Napoléon Peyrat et Montségur
2011
Annie Cazenave

Extrait de : "Usages savants et partisans des biographies, de l'Antiquité au XXIe siècle (édition électronique)"
Sous la direction de Christian Amalvi
134e Congrès national des sociétés historiques et scientifiques, Bordeaux, 2009
Éditions du CTHS
2011
p. 97-110
Collection : Actes des congrès nationaux des sociétés historiques et scientifiques (édition électronique)

  Télécharger le document (les articles de plus de 3 ans sont gratuits)
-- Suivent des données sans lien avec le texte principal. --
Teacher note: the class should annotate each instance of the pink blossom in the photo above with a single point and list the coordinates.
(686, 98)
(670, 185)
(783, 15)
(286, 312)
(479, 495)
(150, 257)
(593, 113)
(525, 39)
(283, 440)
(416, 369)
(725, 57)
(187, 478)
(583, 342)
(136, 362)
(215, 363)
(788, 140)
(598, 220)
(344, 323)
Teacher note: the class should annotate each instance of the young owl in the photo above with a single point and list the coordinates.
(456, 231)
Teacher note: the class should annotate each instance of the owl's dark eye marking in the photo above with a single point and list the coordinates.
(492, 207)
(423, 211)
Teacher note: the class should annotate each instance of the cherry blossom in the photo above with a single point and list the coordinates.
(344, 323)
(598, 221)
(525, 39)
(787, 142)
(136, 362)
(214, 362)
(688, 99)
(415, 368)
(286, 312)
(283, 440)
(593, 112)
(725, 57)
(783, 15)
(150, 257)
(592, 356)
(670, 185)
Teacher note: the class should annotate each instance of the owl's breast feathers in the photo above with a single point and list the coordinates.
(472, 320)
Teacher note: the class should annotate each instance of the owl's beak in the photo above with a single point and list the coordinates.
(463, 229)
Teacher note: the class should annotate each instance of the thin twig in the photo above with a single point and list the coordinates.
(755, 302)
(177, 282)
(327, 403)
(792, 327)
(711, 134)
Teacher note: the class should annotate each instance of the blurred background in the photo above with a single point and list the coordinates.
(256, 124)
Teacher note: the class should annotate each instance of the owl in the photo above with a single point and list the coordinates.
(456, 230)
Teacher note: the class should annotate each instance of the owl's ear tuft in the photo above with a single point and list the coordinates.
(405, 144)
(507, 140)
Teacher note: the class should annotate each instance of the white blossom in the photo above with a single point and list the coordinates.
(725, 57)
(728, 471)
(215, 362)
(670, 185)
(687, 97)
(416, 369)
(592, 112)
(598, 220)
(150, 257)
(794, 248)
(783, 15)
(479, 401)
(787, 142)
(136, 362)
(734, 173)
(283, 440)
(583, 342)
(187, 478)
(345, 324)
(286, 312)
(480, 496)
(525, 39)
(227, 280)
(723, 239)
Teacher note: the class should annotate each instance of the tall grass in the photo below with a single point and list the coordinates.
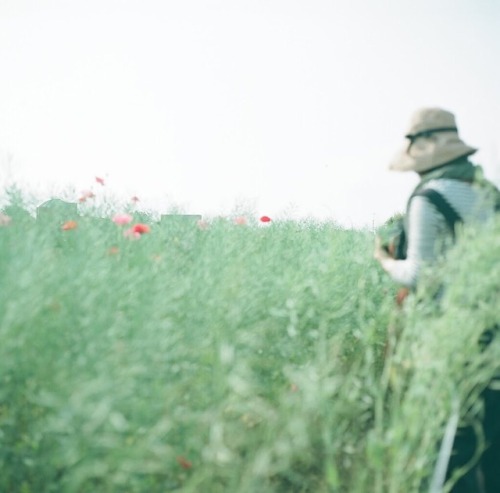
(229, 359)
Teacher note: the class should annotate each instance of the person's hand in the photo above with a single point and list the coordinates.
(380, 252)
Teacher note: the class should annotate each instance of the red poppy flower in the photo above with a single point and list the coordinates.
(141, 228)
(86, 195)
(69, 225)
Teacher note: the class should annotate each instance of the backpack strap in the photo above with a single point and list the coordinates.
(442, 206)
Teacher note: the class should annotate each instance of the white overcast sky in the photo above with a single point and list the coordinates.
(289, 107)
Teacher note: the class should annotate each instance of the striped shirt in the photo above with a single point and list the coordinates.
(428, 232)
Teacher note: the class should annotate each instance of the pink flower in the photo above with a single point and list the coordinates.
(122, 219)
(141, 228)
(137, 230)
(130, 233)
(4, 219)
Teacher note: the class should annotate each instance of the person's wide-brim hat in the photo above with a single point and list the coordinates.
(432, 140)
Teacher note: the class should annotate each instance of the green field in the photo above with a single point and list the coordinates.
(230, 358)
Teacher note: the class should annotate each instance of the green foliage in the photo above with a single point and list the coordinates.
(232, 358)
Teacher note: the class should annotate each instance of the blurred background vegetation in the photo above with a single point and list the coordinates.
(229, 357)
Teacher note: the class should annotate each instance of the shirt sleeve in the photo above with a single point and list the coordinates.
(425, 227)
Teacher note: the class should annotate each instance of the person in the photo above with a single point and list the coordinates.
(434, 150)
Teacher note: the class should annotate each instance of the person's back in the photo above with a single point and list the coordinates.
(435, 151)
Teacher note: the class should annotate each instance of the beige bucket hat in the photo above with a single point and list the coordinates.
(432, 141)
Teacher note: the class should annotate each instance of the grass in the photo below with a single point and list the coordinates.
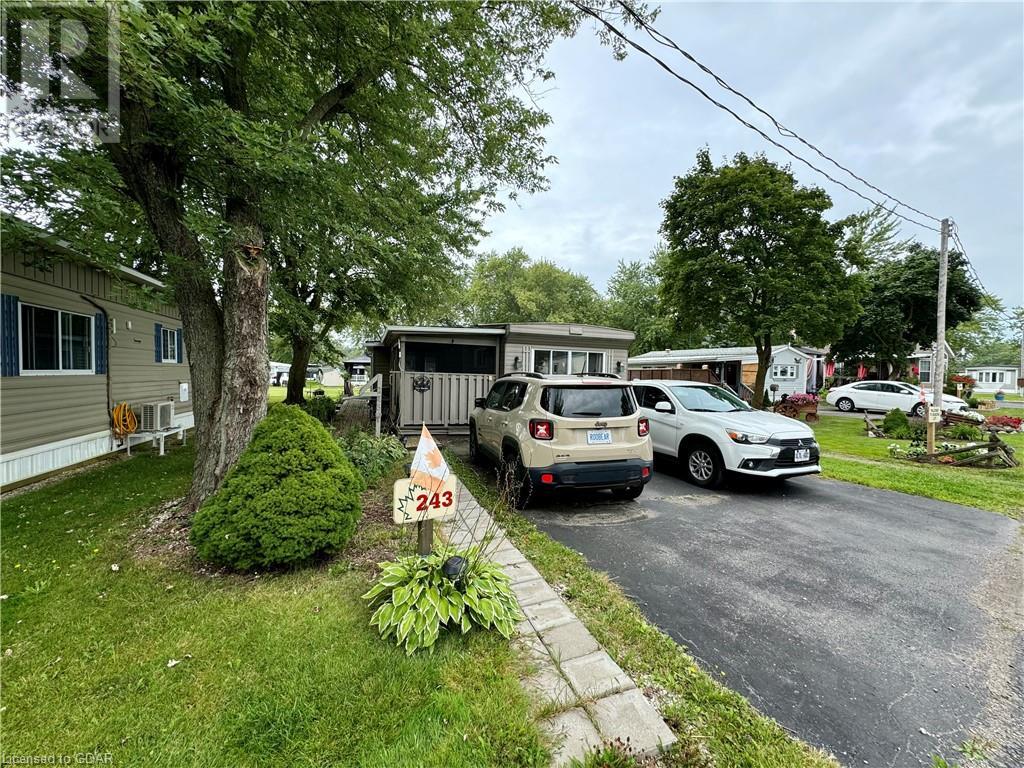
(278, 394)
(715, 725)
(270, 667)
(849, 455)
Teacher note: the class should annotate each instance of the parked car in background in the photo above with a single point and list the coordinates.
(886, 395)
(711, 432)
(550, 432)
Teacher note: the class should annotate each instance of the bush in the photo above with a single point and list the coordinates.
(416, 600)
(292, 496)
(321, 408)
(373, 457)
(895, 421)
(964, 432)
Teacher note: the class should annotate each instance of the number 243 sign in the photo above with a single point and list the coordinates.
(414, 503)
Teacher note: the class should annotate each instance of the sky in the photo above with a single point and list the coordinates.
(924, 100)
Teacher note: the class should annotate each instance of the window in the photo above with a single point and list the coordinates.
(586, 402)
(565, 361)
(54, 341)
(650, 396)
(925, 371)
(783, 372)
(495, 395)
(169, 346)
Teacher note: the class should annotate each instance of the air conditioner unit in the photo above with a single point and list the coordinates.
(156, 416)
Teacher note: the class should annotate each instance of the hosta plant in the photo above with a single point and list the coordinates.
(417, 597)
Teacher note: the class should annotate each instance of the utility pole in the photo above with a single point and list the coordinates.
(939, 352)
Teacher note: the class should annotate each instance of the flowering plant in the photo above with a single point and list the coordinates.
(802, 399)
(1012, 422)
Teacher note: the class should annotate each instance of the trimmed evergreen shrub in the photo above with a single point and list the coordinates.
(292, 496)
(895, 422)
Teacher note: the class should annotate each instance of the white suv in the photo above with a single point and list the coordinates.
(551, 432)
(712, 431)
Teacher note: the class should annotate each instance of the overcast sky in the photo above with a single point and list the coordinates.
(924, 100)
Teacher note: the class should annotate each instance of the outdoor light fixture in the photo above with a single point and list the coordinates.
(454, 567)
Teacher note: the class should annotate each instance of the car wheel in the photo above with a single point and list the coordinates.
(514, 480)
(474, 445)
(626, 494)
(704, 465)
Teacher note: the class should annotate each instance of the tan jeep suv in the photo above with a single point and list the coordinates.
(552, 432)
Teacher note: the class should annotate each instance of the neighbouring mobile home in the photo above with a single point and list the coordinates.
(79, 337)
(431, 375)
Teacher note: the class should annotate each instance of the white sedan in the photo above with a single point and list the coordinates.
(886, 395)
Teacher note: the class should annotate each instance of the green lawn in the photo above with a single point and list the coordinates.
(849, 455)
(273, 669)
(278, 394)
(715, 725)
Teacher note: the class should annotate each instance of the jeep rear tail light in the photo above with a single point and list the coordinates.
(542, 429)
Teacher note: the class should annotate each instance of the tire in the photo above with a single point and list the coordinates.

La renommée de sa découverte a occulté le découvreur : Napoléon Peyrat a tiré de l’oubli le château de Montségur. Pasteur protestant né près du Mas d’Azil, nourri de récits hugenots, il a vu dans les « Albigeois » ses ancêtres. Trente ans durant, il a déchiffré les interrogatoires de l’Inquisition, surtout ceux des prisonniers après le bûcher de Montségur. Il a su retrouver la personnalité des vaincus et lier les textes au site. Mais, à la fois poète et historien, il a écrit une épopée et un martyrologe. En 1876, son Histoire des Albigeois arrive à contretemps ; elle est vivement critiquée par les historiens positivistes. Au contraire, les poètes méridionaux, les félibres rouges, le vénèrent, et ses disciples fondent l’Escolo de Mount-Segur. De nos jours, reconnu comme précurseur par Philippe Joutard en particulier, selon lequel « il a rallié la mémoire savante à la mémoire régionale et populaire », il appartient à l’histoire des mentalités.